Physical, mental, social and financial issues can all affect practically anyone. It's all too easy to overlook or dismiss wellbeing issues that aren't visible, physical health problems. But poor mental health, social isolation or financial difficulties can affect everyone. In fact, the number of people struggling financially is on the rise. An Ipsos poll for the World Economic Forum found that 1 in 4 people are struggling financially. A UK-specific FCA survey confirms these results almost exactly, with just under 8 million people struggling to pay bills.
And when we don’t get the support that we need to deal with these things, the idea that we can be expected to continue performing effectively is laughable. Fortunately, the events of the pandemic have dragged employee wellbeing to the forefront. Employee wellbeing was put under a spotlight back in 2021, but it's no less important now.
How to improve employee engagement in 2023
Global engagement has hardly budged over the past couple of years since dropping to 20%. Bearing that in mind, we’ve put together three tips for how to improve employee engagement in 2023:
Don't overlook your hybrid and remote staff
Remote work has become pretty normalised since the Pandemic. But even so, when you’re out of sight and out of mind, it’s easy to fall out of the loop. Be sure to liaise with your remote teams on a regular basis to update them regularly on the latest company objectives and policies. Despite the name, a remote-first approach gives everyone equal access to the same info and communications tools.

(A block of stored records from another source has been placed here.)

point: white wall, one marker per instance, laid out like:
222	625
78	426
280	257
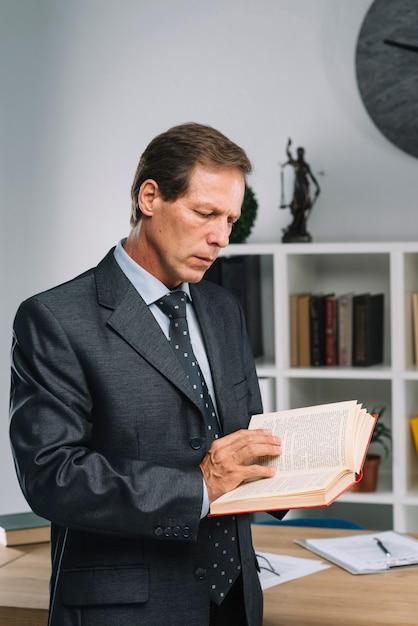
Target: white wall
87	83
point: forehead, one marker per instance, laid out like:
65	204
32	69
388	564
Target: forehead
221	185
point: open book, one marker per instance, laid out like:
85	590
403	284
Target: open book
323	450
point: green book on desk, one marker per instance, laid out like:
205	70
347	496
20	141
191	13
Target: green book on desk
366	553
22	528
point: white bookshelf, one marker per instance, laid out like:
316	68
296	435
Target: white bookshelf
389	268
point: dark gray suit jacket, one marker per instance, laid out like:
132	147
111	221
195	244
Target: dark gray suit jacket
107	439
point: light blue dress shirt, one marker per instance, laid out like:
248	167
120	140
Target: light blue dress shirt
151	289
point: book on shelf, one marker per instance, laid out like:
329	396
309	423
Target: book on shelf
323	451
304	331
367	329
22	528
370	553
317	330
415	325
294	331
331	331
345	329
413	421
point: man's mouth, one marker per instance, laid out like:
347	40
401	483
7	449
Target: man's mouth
206	260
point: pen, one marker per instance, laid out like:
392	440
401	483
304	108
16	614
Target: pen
382	546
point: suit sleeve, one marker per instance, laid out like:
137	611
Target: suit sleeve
63	479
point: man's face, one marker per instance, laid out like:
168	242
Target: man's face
183	238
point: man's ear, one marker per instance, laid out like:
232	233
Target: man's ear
148	194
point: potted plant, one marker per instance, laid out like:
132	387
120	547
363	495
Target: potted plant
382	437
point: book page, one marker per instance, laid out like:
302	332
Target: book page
312	438
283	484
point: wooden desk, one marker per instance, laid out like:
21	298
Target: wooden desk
334	596
24	579
326	598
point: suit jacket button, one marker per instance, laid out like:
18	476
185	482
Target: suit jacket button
200	573
186	532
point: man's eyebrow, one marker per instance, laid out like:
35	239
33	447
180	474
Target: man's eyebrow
207	205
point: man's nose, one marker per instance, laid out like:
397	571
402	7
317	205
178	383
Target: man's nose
220	233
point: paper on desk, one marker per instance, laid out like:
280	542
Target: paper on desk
289	568
360	554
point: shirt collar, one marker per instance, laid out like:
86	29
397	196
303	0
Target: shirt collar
148	286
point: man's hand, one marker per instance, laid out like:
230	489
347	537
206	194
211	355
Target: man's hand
230	460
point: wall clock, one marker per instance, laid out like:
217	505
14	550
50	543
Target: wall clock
387	70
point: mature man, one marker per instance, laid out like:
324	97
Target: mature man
132	388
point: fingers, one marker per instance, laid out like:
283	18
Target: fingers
254	472
244	446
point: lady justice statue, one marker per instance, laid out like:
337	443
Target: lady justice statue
301	203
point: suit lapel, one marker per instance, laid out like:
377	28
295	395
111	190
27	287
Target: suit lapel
135	324
212	327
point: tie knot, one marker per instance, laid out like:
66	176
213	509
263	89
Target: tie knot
173	304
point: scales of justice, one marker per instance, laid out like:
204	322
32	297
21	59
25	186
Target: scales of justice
301	203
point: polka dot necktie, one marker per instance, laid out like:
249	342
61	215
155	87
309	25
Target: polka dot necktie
224	565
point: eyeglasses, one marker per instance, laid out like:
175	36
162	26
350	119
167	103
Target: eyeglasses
270	568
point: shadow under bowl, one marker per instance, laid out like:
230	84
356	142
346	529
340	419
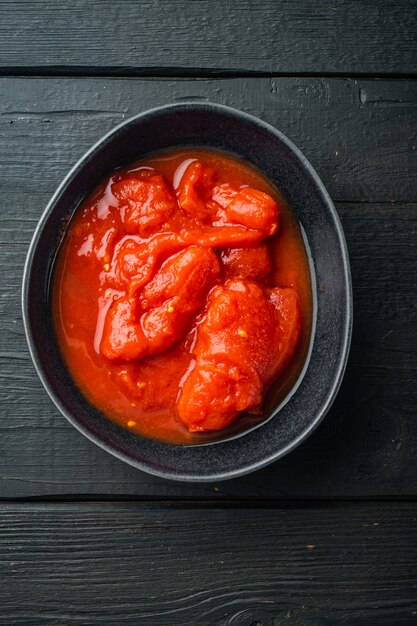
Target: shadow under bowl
222	128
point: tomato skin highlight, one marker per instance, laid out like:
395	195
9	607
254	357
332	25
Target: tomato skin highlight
248	336
181	293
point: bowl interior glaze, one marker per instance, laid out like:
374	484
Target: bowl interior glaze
221	128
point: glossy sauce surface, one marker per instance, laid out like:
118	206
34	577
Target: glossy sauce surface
160	311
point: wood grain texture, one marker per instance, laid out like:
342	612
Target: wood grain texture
137	564
306	36
364	152
360	135
365	447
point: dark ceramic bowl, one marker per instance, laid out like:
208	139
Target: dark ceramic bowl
219	127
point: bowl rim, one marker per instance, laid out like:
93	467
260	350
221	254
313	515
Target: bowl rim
339	370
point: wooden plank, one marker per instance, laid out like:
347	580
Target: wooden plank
140	564
368	444
360	135
304	36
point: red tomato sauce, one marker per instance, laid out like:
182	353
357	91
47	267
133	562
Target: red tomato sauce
181	292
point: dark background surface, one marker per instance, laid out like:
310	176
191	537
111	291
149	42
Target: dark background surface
328	535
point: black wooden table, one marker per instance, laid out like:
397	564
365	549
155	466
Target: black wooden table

But even when they’re in the loop and working hard, it’s unfortunately still easy for remote workers to be ignored. They’re actually some of your most productive employees, so make sure to highlight their accomplishments and give them opportunities to collaborate with different people in the business.

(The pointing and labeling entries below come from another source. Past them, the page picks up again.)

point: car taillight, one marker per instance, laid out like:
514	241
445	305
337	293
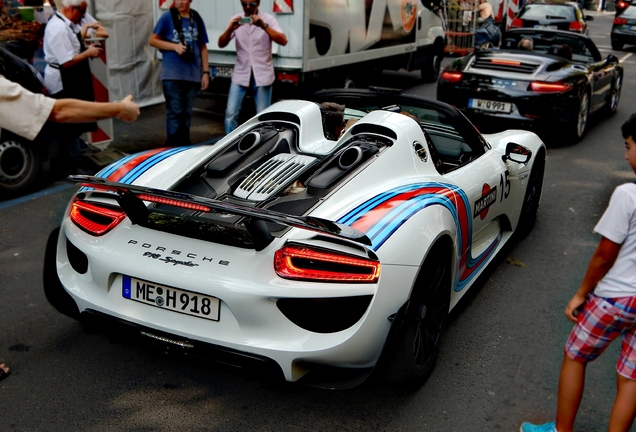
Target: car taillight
544	87
311	264
576	26
95	219
451	76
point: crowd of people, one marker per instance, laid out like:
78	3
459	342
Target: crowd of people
604	307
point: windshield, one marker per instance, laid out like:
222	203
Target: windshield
541	12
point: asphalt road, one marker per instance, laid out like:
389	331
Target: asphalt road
498	366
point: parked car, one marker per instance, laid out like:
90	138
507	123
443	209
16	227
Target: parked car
621	5
552	15
22	161
624	29
558	84
285	245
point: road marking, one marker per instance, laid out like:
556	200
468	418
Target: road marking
34	196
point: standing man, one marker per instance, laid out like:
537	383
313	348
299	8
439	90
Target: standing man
68	74
181	36
254	33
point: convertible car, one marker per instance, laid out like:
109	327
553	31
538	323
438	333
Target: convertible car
316	253
557	85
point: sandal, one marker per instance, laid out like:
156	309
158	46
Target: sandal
4	371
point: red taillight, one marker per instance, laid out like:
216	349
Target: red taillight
288	77
544	87
94	218
175	203
576	26
451	76
305	263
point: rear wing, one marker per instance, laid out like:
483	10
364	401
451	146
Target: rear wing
131	199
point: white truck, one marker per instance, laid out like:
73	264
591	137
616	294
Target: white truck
332	43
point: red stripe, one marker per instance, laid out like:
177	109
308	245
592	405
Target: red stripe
131	164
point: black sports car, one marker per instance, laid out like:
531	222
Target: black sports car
558	84
553	15
624	29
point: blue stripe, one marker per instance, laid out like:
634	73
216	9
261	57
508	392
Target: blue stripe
140	169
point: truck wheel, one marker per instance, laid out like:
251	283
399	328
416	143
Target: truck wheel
20	165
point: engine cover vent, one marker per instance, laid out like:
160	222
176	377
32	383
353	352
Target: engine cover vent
273	176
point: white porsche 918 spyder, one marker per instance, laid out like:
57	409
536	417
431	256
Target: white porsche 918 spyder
288	246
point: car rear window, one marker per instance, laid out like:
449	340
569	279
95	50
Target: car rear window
548	12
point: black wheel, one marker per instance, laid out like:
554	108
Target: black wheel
430	70
419	340
614	95
53	289
579	125
19	165
617	46
528	215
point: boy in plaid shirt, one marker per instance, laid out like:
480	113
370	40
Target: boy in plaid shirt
603	309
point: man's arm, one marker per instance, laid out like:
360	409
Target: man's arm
602	261
78	111
275	35
226	37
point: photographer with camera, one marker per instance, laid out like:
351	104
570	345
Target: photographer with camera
181	36
254	33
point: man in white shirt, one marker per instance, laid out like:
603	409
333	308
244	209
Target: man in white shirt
67	74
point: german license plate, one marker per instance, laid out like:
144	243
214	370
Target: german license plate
222	72
492	106
172	299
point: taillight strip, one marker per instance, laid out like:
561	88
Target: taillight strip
95	219
312	264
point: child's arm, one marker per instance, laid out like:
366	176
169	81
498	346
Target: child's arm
602	260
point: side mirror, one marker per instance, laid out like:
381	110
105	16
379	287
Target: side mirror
612	59
517	153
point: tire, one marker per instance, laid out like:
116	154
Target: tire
20	165
614	95
532	198
577	129
53	289
431	69
617	46
420	337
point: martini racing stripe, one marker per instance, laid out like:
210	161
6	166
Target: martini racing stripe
382	215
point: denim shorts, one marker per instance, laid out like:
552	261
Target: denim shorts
600	322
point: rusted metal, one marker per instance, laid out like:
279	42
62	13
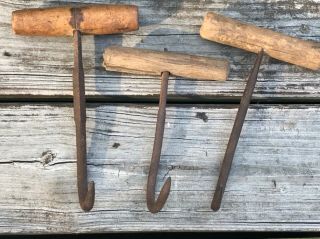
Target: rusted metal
235	134
86	191
153	205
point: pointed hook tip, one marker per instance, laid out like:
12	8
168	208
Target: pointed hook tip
155	207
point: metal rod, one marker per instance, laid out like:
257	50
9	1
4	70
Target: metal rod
86	191
156	206
235	134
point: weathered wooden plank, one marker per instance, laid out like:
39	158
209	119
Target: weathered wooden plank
31	66
273	186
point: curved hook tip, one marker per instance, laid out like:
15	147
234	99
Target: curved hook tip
156	206
87	203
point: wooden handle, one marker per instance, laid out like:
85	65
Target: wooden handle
251	38
148	62
61	21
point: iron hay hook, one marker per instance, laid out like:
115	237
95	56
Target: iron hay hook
153	205
235	133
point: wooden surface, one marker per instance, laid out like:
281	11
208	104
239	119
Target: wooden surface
273	186
62	21
41	66
274	182
228	31
150	62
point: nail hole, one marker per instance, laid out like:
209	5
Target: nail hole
47	157
5	53
202	115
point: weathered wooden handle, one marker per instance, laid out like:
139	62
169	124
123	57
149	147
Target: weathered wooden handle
251	38
148	62
61	21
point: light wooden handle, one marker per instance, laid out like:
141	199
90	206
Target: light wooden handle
251	38
148	62
61	21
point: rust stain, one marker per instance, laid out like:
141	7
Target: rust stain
76	18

Give employees channels to raise feedback
When employees can’t speak up, they’ll either leave or suffer in silence. The latter is a surefire route to burnout. Employees need to be able to raise problems affecting their engagement levels.
That might look like frequent employee check-ins, a manager’s open-door policy, or any other way you feel you can build a dialogue with employees. Just make sure you follow through with the workplace issues that employees raise. Otherwise, they’ll just become even more disengaged because communication seems pointless.
Focus on all forms of wellbeing
We won't waste time repeating what we said earlier. What we will say is that you should avoid trying to take a one-size-fits-all approach to employee wellbeing. HR must take a multi-layered approach to wellbeing if they want to be effective. Sick days and flexibility for medical or psychiatric appointments are just the most obvious layers. Other ways you're responsible for their wellbeing is by helping staff to bond socially and even the compensation they earn.
Build social connections with your staff and give employees access to knowledge resources such as professional financial advice. These are just two steps that could markedly improve engagement and wellbeing in your business. But you also need to consider whether your employees have a good work/life balance, and if you’re compensating them fairly for their time and effort.